# 5.5: Joint Identification and Member Force Notation


Truss joints can be identified using alphabets or numbers, depending on the preference of the analyst. However, consistency must be maintained in the chosen way of identification to avoid confusion during analysis. A bar force can be represented by any letter ($$F$$ or $$N$$ or $$S$$), with two subscripts designating the member. For example, the member force $$F_{AB}$$ in the truss shown in Figure 5.4 is the force in the member connecting joints $$A$$ and $$B$$.
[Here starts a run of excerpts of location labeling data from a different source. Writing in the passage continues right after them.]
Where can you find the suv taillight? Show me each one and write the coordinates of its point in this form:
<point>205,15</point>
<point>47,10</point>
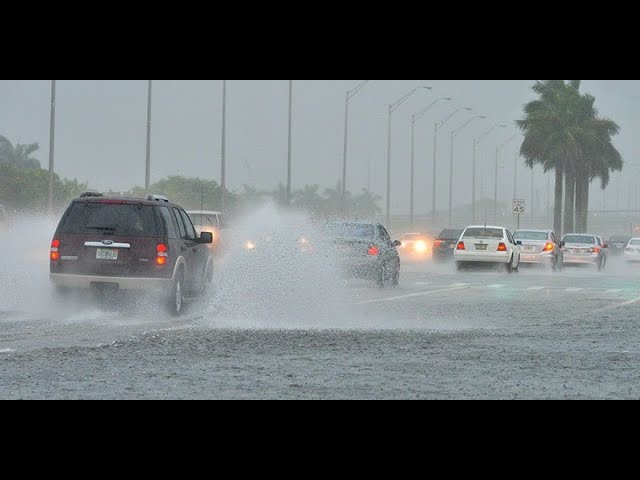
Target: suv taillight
<point>161,257</point>
<point>55,250</point>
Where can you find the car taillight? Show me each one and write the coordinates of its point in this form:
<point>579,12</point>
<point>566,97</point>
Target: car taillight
<point>161,257</point>
<point>55,250</point>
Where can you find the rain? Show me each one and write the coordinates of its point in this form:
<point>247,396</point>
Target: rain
<point>314,239</point>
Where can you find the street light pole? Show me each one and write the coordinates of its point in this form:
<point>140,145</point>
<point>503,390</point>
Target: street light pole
<point>495,182</point>
<point>350,94</point>
<point>414,119</point>
<point>147,178</point>
<point>436,127</point>
<point>52,132</point>
<point>223,153</point>
<point>392,108</point>
<point>289,143</point>
<point>476,142</point>
<point>454,134</point>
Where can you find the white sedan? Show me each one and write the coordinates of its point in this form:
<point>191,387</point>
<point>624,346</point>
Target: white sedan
<point>632,251</point>
<point>487,245</point>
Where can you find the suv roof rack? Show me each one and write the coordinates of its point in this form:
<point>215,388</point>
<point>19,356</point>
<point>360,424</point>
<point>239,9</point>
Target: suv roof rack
<point>157,198</point>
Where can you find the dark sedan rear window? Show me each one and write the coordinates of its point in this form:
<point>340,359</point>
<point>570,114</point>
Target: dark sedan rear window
<point>354,231</point>
<point>110,219</point>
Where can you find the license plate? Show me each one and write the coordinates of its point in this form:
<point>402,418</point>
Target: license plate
<point>107,254</point>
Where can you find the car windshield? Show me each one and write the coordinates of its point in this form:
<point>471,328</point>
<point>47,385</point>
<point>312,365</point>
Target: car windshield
<point>449,233</point>
<point>580,239</point>
<point>483,232</point>
<point>524,235</point>
<point>619,239</point>
<point>110,219</point>
<point>414,236</point>
<point>354,231</point>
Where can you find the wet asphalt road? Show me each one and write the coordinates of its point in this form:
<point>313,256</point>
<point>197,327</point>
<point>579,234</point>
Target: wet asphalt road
<point>439,335</point>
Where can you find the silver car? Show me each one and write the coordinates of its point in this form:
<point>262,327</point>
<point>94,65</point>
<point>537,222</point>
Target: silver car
<point>540,247</point>
<point>581,248</point>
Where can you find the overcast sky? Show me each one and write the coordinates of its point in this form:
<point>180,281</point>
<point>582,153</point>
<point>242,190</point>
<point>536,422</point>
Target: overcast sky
<point>101,133</point>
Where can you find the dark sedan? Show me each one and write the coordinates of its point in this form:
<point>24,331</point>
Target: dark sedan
<point>445,244</point>
<point>617,244</point>
<point>366,251</point>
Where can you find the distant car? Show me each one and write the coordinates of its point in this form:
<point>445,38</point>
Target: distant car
<point>632,251</point>
<point>132,244</point>
<point>212,222</point>
<point>580,248</point>
<point>540,247</point>
<point>618,244</point>
<point>482,245</point>
<point>445,244</point>
<point>416,246</point>
<point>366,251</point>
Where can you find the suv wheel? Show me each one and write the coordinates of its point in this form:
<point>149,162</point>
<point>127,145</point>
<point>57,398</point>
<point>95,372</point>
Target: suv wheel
<point>176,298</point>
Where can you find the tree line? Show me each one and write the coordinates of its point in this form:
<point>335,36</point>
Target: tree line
<point>24,186</point>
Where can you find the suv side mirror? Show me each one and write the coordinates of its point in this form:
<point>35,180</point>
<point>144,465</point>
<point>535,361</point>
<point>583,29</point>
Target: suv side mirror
<point>206,237</point>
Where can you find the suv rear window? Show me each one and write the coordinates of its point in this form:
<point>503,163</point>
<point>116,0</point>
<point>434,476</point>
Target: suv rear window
<point>484,233</point>
<point>110,219</point>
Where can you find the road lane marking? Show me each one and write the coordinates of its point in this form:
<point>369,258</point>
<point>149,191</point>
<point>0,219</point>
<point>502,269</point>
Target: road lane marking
<point>410,295</point>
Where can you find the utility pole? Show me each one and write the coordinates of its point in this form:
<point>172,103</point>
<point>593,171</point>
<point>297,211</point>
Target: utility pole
<point>147,181</point>
<point>289,143</point>
<point>223,173</point>
<point>52,133</point>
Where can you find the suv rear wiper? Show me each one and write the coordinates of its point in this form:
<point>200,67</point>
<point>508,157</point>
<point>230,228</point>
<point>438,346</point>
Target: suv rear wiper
<point>103,229</point>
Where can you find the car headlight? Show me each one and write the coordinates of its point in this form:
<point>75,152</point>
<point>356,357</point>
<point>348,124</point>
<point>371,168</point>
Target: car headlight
<point>421,247</point>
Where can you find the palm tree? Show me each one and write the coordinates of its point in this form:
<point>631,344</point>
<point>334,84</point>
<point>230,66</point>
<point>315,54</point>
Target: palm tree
<point>547,129</point>
<point>20,155</point>
<point>602,159</point>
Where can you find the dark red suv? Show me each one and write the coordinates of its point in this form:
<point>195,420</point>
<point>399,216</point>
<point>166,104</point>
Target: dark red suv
<point>113,243</point>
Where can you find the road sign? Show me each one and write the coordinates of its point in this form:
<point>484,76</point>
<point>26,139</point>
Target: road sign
<point>519,206</point>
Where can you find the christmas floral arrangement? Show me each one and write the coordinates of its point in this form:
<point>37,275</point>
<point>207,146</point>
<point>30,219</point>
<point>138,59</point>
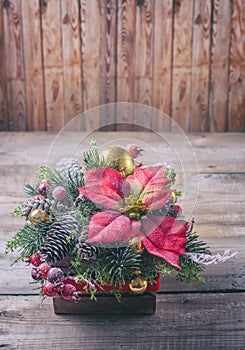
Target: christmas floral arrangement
<point>106,223</point>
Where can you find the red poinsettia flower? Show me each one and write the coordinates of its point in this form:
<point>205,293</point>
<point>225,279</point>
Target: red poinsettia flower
<point>128,210</point>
$$Fig. 5.4$$. Joint identification ($$a$$) and bar force ($$b$$).

Example 5.1

Classify the trusses shown in Figure 5.5 through Figure 5.9 as stable, determinate, or indeterminate, and state the degree of indeterminacy when necessary.

$$Fig. 5.5$$. Truss.

$$r = 3$$, $$m = 9$$, $$j = 6$$. From equation 3.5, $$9 + 3 = 2(6)$$. Statically determinate.

$$Fig. 5.6$$. Truss.

$$r = 3$$, $$m = 10$$, $$j = 6$$. From equation 3.5, $$10 + 3 > 2(6)$$. Statically indeterminate to $$1^{\circ}$$.

$$Fig. 5.7$$. Truss.

$$r = 3$$, $$m = 9$$, $$j = 6$$. From equation 3.5, $$9 + 3 = 2(6)$$. Statically determinate.

$$Fig. 5.8$$. Truss.

$$r = 3$$, $$m = 24$$, $$j = 14$$. From equation 3.5, $$24 + 3 < 2(14)$$. Statically unstable.

$$Fig. 5.9$$. Truss.

$$r = 5$$, $$m = 11$$, $$j = 7$$. From equation 3.5, $$11 + 5 > 2(7)$$.

Statically indeterminate to the $$2^{\circ}$$.